I load a bunch of these and I also load Montana Golds but you have to buy MG's in Bulk like 3500 at a time to realize good savings.

Good luck

RCG


----------



## swampcrawler (Sep 15, 2011)

perfect. thanks a ton. :mrgreen:


----------



## noylj (Dec 8, 2011)

You can save a bit more with 185-200gn bullets instead of 230gn.
I assume your H&K can't digest cast lead?


----------



## Jammersix (Mar 10, 2012)

I started with plated, using Berry's, to save pennies.

Now I'm using Hornady, both FMJ and JSWC, because I get more accuracy with true plated.

It appears to me to be accuracy vs. cost. Good luck.


----------



## Rockhound (Sep 28, 2011)

As recoilguy recommended, Precision Delta is hard to beat considering you get a true FMJ instead of plated bullet. I have used Berry's bullets, Rainier bullets, and Precision Delta. Not long ago, the Precision Delta bullets were $119 per 1000, but they recently increased their price to $130 per 1000. Still a really good deal for a quality bullet. However, I must not be the only one to discover this because their Web site shows the bullets to be out of stock and backordered. Call them up and get on their waiting list.


----------



## noylj (Dec 8, 2011)

If you want jacketed, go to Precision Delta or Montana Gold.
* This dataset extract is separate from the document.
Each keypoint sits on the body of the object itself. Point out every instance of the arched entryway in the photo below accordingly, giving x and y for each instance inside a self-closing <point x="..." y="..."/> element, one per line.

With both, you will save the most by buying either about 2000 or 6000. These bullets are about the same cost as plated: some times slightly more expensive, some times slightly less expensive, and usually, almost the same. However, the quality is much better in terms of consistent weight, dimensions, and accuracy. These are not cheap bullets to blast away with, though they are certainly priced like it.
I prefer 200gn bullets and think the Precision Delta and Zero 200gn swaged L-SWCs are about the best bullets for the .45. Both, however, seem to be out-of-stock right now--this has been true of Zero for about 3 years.
For excellent inexpensive bullets, see mastercastbullets.com. 
.45 200gn L-SWC: $55.71/1000
.45 230gn L-RN: $64.07/1000
You are not going to get as good a bullet as these without spending more money, if your guns like swaged bullets. These are about the BEST cast bullets I have found.
If you want accuracy, it is either a 200gn L-SWC or a 185gn JHP. 230gn only has a benefit if you are shooting action pistol and want the push of a heavy bullet at low velocity to just barely make power factor. I shot IPSC for about a decade with my hand-cast H&G 68 200gn L-SWC bullets and never even gave 230gn a passing thought.


----------